C’est une équipe très offensive, a décrit le défenseur Alexandre Carrier. Ils veulent garder la rondelle, ont beaucoup de vitesse et ils vont être très physiques. Ils sont allés chercher plusieurs joueurs à la date limite des transactions.
Pour moi, ça va être une série complètement différente, beaucoup plus rapide, beaucoup plus physique, j'ai l'impression.

Nick Suzuki
Photo : imagn images via reuters connect / William Liang
Suzuki donne l'exemple
Suzuki, Slafkovsky et Caufield ont tous les trois vécu un premier tour des séries très différent face au Lightning.
Ce qui est clair, c’est qu’à compter du quatrième match, le capitaine a vraiment élevé son niveau de jeu. Suzuki a visiblement haussé son implication physique et a trouvé d’autres moyens de contribuer à la cause de l’équipe, même si la production offensive ne venait pas vraiment.

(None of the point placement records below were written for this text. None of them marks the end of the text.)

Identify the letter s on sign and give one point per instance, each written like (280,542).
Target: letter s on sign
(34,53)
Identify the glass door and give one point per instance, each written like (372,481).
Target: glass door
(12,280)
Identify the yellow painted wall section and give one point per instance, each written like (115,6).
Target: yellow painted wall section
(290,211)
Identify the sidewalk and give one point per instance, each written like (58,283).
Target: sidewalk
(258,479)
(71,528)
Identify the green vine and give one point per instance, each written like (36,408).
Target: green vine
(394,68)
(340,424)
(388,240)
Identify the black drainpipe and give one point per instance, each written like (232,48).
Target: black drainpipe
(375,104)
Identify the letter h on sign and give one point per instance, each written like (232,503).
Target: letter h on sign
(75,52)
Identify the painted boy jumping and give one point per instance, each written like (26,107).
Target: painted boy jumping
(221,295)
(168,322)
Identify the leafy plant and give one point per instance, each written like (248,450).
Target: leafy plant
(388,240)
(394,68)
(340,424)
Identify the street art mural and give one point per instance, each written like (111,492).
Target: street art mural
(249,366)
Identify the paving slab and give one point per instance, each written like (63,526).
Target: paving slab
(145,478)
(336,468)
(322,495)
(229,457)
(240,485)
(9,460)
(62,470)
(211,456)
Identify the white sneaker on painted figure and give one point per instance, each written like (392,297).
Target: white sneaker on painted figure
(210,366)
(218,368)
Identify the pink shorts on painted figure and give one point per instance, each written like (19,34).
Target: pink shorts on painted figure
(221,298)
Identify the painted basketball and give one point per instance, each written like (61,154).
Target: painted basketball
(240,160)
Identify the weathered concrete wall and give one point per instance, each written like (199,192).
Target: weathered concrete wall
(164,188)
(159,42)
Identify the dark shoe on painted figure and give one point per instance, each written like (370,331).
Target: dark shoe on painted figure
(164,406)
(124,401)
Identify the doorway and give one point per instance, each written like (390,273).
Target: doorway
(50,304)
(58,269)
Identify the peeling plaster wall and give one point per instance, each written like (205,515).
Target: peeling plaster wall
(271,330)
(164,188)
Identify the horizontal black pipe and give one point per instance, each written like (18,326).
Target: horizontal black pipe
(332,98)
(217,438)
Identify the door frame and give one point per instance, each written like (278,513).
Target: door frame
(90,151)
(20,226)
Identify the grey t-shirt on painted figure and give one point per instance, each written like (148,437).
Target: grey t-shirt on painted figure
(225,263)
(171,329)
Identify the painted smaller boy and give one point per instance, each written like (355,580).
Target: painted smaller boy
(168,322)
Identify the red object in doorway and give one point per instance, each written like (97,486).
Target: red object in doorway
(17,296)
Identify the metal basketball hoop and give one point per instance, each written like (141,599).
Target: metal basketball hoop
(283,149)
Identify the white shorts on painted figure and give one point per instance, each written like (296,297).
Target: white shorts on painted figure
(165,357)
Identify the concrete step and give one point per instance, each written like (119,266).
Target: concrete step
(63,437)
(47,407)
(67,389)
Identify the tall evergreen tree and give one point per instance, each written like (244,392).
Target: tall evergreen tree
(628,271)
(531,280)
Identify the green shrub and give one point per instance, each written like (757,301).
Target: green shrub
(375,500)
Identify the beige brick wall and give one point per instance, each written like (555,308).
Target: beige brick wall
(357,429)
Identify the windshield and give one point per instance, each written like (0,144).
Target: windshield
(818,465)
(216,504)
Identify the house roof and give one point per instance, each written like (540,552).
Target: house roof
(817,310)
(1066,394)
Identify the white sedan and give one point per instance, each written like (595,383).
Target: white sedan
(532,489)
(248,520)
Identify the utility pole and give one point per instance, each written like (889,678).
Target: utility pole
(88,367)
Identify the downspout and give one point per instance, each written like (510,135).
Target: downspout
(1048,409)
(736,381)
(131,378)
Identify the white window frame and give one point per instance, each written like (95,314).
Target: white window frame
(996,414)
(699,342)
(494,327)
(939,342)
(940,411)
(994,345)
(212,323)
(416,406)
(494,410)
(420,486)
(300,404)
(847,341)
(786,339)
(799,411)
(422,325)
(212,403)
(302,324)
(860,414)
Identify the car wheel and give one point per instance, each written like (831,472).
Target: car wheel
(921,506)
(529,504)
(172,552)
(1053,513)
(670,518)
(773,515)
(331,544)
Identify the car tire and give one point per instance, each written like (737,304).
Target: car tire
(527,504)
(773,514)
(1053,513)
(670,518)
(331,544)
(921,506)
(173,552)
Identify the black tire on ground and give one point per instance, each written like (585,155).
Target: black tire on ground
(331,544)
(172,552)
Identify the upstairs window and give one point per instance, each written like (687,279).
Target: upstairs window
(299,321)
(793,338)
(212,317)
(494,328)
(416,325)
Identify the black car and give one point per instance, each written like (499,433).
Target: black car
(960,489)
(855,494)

Et au moment où il fallait absolument gagner, c’est lui qui a marqué le premier but et qui a bloqué un tir crucial avec quatre secondes à jouer.
Les joueurs du Canadien disent avoir appris beaucoup durant la série contre Tampa, et l’une des grandes leçons est d’être capable, surtout chez ceux qui ont un mandat offensif accru, d’avoir un impact défensif lorsque cela ne vient pas.
À ce titre, Suzuki en a fourni un brillant exemple en deuxième moité de série.
Des joueurs comme Suzy savent s’adapter et évoluer, a expliqué St-Louis après la victoire de dimanche à Tampa. Ils tirent les leçons du match précédent, ils comprennent le jeu de l’équipe adverse, et j’ai trouvé qu’il s’était amélioré sans cesse pour trouver de l’espace.
Défensivement, j’ai trouvé qu’il se battait avec acharnement. Il a fait preuve d’un grand courage en se jetant devant des tirs décisifs. Je pense qu’il nous a menés tout au long de cette série. Tout le monde le suit.
Tout le monde suit Suzuki, et tout le monde suit St-Louis aussi.
Peu importe l’adversaire, cela ne risque pas de changer.